Other Frequently Asked Questions:
How much does he really eat? Not much. Something I now heed is “Food before one is just for fun!”. Sometimes he will munch away and eat more than I thought he could. But other times (like tonight), he will just mush everything up and throw it on the floor. He has yet to drop any of his milk feedings, he still nurses about 8 times a day.
What do you do when you’re eating out? Eating out with a Baby-Led Weaning baby is super easy. We just eat at places that have some sort of healthy option. Almost anyplace, at the very least, has broccoli. If nothing else, he will eat lettuce from a salad pretty happily (He loves radicchio).
What’s wrong with baby cereal? There is nothing wrong with baby cereal. We have baby cereal, actually. I bought it because we had a wedding to go to, and I thought maybe he would eat some with breastmilk while we were gone. Now, Simon eats it for breakfast sometimes on days when I have oatmeal. But, I don’t eat white rice. So Simon doesn’t eat white rice cereal. He has both organic brown rice cereal and oatmeal. And while you don’t have to do this, it can be a fun tool for making him his own little “food stuffs” like cereal pancakes.
What is wrong with pureed food? Okay, so there is nothing really wrong with pureed food. Just take a look at the smoothie revolution. We all eat pureed food, and when it’s just fruits and veggies, its really healthy. The “problem”, isn’t purees, its spoon feeding and the lack of control for the little person being fed. And let’s face it….pureed green beans? Really? If you haven’t tasted it, its gross. I was eating very well when I got my wisdom teeth out in Hawaii and was all concerned about not getting veggies, so I bought baby food. Yes, the thing I am not not feeding my child…I’m aware of the irony. And it is icky.
Baby is eating with his hands? Isn’t that messy? Oh. Its messy. More often than not, his sleeves are dirty, something ends up on the floor, and every once in awhile…in his hair. It really is fun though.
Does he drink water or juice? Simon has a straw cup that he drinks water from. I offer it to him a few times a day.
So far, I am happy with all the choices I have made in raising Simon. Baby-Led Weaning may have taken the longest for me to understand, but it was the easiest to implement, is aton of fun, and is one of the most rewarding things we do with Simon.
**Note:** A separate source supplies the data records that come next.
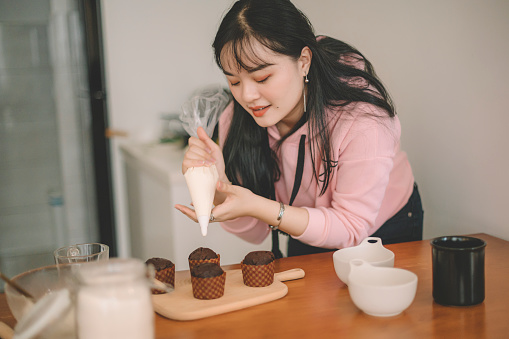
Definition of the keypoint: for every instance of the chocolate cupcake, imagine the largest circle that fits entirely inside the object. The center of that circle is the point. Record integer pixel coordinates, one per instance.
(207, 280)
(165, 272)
(202, 255)
(258, 269)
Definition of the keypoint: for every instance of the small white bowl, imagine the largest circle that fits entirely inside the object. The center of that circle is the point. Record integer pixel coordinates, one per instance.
(370, 250)
(381, 291)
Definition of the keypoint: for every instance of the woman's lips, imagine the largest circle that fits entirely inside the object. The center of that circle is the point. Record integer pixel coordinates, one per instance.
(259, 111)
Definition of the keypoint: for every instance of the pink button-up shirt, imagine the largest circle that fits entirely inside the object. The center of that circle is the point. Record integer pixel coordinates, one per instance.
(372, 181)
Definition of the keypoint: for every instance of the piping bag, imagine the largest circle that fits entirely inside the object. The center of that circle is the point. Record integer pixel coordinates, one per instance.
(203, 109)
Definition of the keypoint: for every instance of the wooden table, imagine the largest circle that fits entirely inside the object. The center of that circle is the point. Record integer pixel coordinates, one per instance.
(319, 305)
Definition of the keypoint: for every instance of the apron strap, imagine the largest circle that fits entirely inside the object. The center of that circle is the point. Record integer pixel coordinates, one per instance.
(295, 190)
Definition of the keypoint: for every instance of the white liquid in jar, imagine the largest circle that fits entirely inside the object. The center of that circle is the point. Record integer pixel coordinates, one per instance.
(111, 308)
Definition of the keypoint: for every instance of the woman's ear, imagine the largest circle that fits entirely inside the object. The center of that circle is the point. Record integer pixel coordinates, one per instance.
(305, 60)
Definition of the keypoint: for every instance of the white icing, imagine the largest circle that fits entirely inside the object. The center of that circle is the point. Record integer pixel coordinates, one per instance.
(201, 182)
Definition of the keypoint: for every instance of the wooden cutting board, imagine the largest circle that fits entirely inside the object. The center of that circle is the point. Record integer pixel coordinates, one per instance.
(181, 305)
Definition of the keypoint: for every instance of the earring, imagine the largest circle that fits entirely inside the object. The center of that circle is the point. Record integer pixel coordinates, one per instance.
(304, 101)
(306, 80)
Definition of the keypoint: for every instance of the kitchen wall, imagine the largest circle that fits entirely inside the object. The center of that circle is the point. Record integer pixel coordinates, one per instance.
(443, 62)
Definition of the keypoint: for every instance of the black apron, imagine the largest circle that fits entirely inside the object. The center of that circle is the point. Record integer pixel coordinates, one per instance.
(295, 247)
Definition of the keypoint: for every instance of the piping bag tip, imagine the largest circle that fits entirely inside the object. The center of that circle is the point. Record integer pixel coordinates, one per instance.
(204, 224)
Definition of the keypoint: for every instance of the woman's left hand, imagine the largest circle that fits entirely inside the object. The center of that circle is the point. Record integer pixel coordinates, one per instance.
(238, 203)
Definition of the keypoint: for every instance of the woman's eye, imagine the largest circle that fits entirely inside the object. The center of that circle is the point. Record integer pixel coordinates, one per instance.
(263, 80)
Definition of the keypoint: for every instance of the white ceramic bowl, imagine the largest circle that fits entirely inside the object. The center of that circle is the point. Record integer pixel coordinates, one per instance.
(381, 291)
(370, 250)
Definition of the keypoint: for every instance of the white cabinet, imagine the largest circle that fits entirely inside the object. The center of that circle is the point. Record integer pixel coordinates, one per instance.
(154, 185)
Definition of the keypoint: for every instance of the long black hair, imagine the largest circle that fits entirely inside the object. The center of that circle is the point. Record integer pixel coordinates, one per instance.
(281, 27)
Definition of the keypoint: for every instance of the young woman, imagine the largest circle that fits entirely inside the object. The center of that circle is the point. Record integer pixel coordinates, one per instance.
(310, 144)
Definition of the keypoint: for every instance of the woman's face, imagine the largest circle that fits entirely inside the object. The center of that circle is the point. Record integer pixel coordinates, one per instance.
(272, 90)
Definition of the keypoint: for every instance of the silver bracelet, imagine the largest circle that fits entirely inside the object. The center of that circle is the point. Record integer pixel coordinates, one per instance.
(279, 217)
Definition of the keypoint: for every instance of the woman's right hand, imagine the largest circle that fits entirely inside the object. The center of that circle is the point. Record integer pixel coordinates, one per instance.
(203, 151)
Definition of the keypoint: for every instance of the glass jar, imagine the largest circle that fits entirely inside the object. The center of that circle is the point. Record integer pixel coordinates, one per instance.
(114, 300)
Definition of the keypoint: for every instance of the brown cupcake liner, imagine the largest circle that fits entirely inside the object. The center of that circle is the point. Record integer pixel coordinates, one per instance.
(166, 276)
(193, 263)
(257, 275)
(208, 288)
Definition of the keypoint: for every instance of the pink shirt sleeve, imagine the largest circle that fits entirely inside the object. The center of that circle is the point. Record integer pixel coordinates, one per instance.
(356, 195)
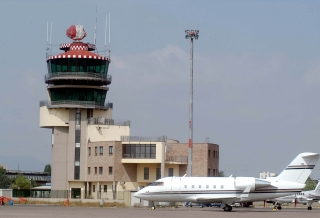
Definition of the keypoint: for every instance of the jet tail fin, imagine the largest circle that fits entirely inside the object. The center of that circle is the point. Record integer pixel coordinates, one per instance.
(317, 189)
(300, 168)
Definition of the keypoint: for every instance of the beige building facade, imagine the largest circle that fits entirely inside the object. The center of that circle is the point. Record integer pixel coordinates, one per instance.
(94, 155)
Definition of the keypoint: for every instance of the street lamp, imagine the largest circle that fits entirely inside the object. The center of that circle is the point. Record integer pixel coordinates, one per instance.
(191, 34)
(30, 187)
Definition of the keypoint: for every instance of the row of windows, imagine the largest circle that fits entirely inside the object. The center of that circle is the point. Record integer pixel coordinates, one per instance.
(110, 170)
(214, 172)
(204, 186)
(215, 154)
(78, 95)
(102, 187)
(139, 151)
(158, 173)
(100, 150)
(78, 65)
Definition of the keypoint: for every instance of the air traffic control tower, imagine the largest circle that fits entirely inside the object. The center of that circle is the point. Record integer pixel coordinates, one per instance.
(76, 111)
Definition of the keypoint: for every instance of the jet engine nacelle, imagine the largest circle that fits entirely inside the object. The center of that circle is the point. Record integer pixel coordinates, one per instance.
(255, 184)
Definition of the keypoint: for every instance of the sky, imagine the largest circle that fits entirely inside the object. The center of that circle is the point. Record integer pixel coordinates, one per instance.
(256, 75)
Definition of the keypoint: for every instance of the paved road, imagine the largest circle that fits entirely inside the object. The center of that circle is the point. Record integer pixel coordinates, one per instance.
(44, 211)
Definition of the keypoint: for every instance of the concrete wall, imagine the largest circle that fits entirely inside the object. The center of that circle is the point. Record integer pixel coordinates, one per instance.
(53, 117)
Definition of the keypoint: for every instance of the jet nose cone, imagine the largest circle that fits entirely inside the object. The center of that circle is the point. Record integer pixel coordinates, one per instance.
(137, 194)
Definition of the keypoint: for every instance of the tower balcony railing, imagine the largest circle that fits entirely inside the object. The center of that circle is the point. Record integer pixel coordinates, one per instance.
(76, 104)
(78, 75)
(104, 121)
(177, 159)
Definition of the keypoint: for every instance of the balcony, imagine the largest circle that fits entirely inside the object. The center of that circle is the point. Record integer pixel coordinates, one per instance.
(104, 78)
(104, 121)
(176, 159)
(76, 104)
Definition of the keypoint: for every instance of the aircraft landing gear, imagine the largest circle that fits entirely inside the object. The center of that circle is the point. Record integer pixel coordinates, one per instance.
(152, 207)
(227, 208)
(277, 207)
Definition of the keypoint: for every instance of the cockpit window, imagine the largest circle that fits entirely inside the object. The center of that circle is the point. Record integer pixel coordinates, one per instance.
(157, 184)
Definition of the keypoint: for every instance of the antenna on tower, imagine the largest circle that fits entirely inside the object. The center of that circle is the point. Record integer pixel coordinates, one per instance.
(105, 32)
(95, 28)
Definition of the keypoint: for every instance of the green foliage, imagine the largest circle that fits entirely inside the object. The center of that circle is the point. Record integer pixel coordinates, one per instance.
(4, 180)
(310, 185)
(47, 169)
(21, 182)
(221, 173)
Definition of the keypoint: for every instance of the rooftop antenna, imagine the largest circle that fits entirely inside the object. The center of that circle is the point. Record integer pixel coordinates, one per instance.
(95, 28)
(109, 36)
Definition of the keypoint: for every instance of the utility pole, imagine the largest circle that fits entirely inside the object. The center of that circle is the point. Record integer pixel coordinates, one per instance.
(191, 34)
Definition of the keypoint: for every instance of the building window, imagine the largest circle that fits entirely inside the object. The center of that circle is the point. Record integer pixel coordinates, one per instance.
(146, 173)
(89, 113)
(158, 173)
(139, 151)
(101, 150)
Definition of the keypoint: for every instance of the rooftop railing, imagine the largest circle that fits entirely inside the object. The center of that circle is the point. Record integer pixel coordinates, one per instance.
(144, 138)
(76, 104)
(104, 121)
(177, 159)
(78, 75)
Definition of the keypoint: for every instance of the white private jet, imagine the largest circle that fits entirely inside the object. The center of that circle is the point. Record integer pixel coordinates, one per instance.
(228, 190)
(305, 197)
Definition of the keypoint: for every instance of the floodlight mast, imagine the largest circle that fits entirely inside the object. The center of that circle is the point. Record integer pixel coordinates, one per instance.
(191, 34)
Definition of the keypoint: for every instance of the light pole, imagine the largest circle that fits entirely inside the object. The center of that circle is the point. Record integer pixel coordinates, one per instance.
(191, 34)
(30, 187)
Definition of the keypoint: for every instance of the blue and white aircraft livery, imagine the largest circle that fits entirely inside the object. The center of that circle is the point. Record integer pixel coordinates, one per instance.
(228, 190)
(305, 197)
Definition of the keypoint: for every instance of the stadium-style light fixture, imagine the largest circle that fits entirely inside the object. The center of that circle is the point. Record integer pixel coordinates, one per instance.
(192, 34)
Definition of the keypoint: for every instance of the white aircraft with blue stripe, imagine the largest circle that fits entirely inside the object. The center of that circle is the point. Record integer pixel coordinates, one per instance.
(228, 190)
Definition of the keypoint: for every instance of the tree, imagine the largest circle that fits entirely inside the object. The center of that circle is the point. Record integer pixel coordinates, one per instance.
(310, 184)
(21, 182)
(221, 173)
(47, 169)
(4, 180)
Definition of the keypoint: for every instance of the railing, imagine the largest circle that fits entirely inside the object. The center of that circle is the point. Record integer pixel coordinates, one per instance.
(104, 121)
(180, 159)
(143, 139)
(76, 104)
(78, 75)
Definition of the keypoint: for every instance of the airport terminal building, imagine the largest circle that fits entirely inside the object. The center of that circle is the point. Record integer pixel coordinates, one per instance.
(94, 155)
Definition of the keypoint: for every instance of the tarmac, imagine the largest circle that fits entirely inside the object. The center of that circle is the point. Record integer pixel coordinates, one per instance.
(50, 211)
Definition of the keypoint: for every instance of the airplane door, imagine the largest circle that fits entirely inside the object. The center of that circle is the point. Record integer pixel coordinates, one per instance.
(175, 186)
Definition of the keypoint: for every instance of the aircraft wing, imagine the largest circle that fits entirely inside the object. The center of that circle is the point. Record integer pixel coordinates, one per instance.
(212, 199)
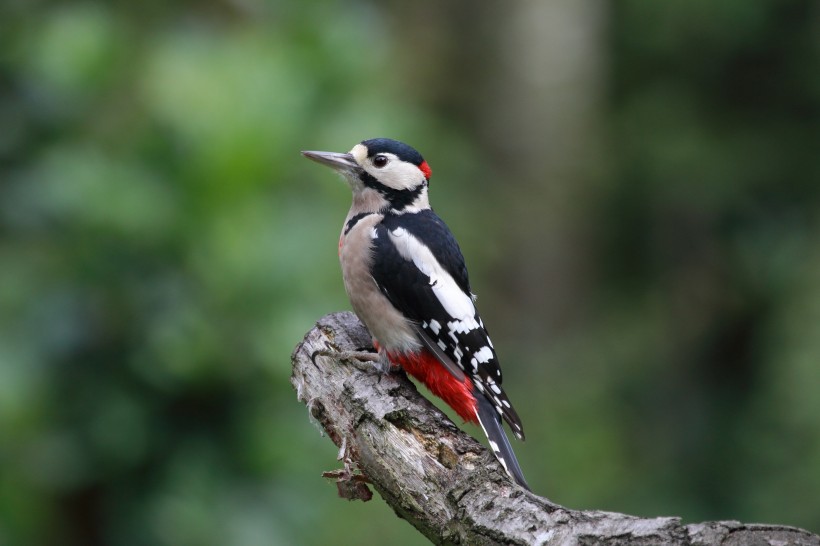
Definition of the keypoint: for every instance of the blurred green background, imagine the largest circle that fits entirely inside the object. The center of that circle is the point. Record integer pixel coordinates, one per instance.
(635, 185)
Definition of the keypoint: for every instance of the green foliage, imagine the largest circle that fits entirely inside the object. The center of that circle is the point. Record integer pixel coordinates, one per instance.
(163, 247)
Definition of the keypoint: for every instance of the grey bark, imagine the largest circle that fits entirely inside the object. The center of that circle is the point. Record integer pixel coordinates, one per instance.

Looking for more Baby-Led Weaning Resources?:
Facebook: Baby-Led Weaning – Let Your Babies Feed Themselves!
100 Baby-Led Weaning Recipes
The Mush Stops Here
Back to the doctor’s appointment. If I’m so confident and so happy about it, why am I lying to my doctor about it? Great question. When it comes to my baby’s health and safety, I will step up and say something if need be. However, I don’t feel that I need my doctor’s approval on this subject. I know that Simon is healthy, and as long as he is gaining weight, hitting his milestones, and doesn’t have any problems, I don’t feel any need to tell the doctor anything except that he eats lots of fruits and vegetables and still nurses on demand. Which technically…is the truth. However, if I had to defend my choices, writing this has me more prepared for it.